After making the decision the surprising sense of relief has been overwhelming. It struck me how unhappy I had become relentlessly trying to make this business work when all anyone ever wanted was a playgroup. Don’t get me wrong. We probably should have done a bit of market research (I’ve already admitted to making all the mistakes) but the most difficult/freeing thing about all of this has been admitting to myself that I don’t actually want to do this anymore.
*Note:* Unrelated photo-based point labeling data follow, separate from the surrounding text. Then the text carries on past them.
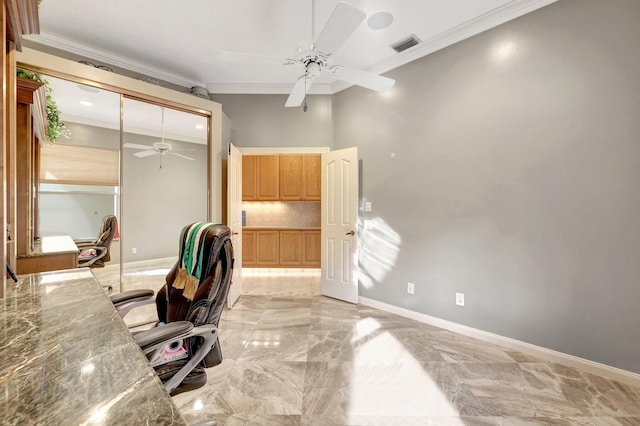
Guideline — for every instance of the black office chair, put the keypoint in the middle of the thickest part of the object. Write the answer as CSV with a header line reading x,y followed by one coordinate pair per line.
x,y
94,253
189,305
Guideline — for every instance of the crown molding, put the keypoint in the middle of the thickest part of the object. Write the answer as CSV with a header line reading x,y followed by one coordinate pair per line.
x,y
468,29
463,31
100,55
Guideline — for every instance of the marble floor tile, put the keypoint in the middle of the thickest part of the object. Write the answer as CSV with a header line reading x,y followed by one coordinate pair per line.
x,y
295,357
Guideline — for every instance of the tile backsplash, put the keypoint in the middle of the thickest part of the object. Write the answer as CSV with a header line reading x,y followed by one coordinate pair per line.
x,y
275,213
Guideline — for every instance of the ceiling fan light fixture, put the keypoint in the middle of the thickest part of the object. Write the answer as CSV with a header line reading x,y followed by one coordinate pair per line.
x,y
380,20
406,43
I want to establish my life in Sweden instead of being stuck on the fringes, pushing a boulder through the sticky molasses of migrationspolitik and the Swedish inkludering quagmire. Forgive me if that sounds cold-hearted but having worked for 5 years in this sector I haven’t made much of a difference and because I don’t work in Swedish or had the backing of a Swedish organisation/agency – not much difference is going to be made. It’s literally the definition of squeezing blood from a stone. The FMLY Place boils down to being a playgroup. And, sorry, but if I had the burning desire to be a playgroup leader, believe me, I would have re-trained and gotten myself a steady, paying job.
People have said that the decision I’ve made is “brave”. I don’t really understand what that means. Being brave suggests that one has a choice in choosing to be brave, or not. It also feels a bit condescending. It was a wise choice. For the sake of my mental health, the relationship with my family and our financial future, it was a necessity to choose to close down my business.
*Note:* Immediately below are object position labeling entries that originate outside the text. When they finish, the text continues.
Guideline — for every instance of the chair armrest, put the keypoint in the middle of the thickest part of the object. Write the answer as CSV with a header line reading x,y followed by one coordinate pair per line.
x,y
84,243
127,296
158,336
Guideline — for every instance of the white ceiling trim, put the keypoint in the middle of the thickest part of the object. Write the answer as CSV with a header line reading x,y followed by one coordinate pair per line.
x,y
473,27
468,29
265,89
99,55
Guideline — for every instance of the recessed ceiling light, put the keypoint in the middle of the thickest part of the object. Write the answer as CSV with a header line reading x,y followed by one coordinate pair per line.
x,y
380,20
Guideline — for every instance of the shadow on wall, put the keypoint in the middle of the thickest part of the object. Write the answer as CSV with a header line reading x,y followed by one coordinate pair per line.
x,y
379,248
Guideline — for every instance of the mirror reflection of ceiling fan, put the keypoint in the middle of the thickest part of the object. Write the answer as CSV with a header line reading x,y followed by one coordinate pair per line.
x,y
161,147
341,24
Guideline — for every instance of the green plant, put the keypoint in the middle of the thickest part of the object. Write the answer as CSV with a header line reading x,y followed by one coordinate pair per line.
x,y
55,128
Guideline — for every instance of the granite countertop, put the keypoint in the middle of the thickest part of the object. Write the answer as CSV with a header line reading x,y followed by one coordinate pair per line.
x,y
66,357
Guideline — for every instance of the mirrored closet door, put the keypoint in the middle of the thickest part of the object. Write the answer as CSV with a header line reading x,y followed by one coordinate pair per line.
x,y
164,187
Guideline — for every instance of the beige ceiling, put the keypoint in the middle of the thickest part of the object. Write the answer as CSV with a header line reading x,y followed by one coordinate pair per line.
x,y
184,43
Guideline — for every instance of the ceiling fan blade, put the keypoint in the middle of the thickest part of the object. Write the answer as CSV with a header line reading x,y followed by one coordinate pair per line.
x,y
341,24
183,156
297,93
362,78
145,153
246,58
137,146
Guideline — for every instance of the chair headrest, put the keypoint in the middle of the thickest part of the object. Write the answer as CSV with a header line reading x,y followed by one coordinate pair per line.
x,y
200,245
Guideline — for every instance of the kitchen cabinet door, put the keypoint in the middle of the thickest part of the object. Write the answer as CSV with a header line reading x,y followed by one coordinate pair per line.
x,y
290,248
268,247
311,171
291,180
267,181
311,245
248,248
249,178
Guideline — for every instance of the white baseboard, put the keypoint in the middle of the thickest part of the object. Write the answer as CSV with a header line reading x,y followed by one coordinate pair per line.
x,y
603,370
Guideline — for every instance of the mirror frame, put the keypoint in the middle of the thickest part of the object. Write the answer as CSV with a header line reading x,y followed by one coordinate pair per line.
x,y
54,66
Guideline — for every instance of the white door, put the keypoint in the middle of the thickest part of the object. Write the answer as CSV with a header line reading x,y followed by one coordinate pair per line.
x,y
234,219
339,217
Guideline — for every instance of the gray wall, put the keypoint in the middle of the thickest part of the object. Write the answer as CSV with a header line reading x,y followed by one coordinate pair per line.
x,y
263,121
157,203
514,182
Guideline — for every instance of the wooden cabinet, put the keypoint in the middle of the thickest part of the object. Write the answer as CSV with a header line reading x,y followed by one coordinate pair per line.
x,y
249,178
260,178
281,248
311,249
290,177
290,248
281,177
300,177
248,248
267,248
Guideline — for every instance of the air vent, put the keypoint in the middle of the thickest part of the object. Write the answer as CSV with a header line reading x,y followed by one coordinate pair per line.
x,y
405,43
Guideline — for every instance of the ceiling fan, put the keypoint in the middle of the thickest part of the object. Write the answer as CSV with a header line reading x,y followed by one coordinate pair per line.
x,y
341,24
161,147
I’m not too ashamed to admit that I feel 100% a flopp. Sure, it’s only my first entrepreneurial disaster but it doesn’t stop the feeling of failure, embarrassment and vulnerability. The Stockholm entrepreneur eco-system is saturated with stories of success and business triumph. It is devastating to be one of the statistical failures. But, I’m also walking away with an enormous sense of pride. Yeah, it didn’t work out but holy shit – look how far it came, and mostly on my own. I know for a fact that established Swedish organisations considered LBA and The FMLY Place genuinely as competition. We were so, so close. But, no cigar.
So, as if Dec 2020, we’ll be winding up operations of The FMLY Place and Littlebearabroad. I’m holding onto MamaMötet. I have some ideas for the future. Small, but intimate ideas for get togethers. But all other operations will be closed down. Of course the website will still be in operation but no lines of communication will be open.
The plan is to finish the book Katharine Trigarszky and I have written. And, if that is the sum of this experience and the legacy, at least it is a tangible one. So keep a weather eye out for the book. And, wave good bye when the lights go dark on Littlebearabroad in 3 months time. Trust me, I cannot wait.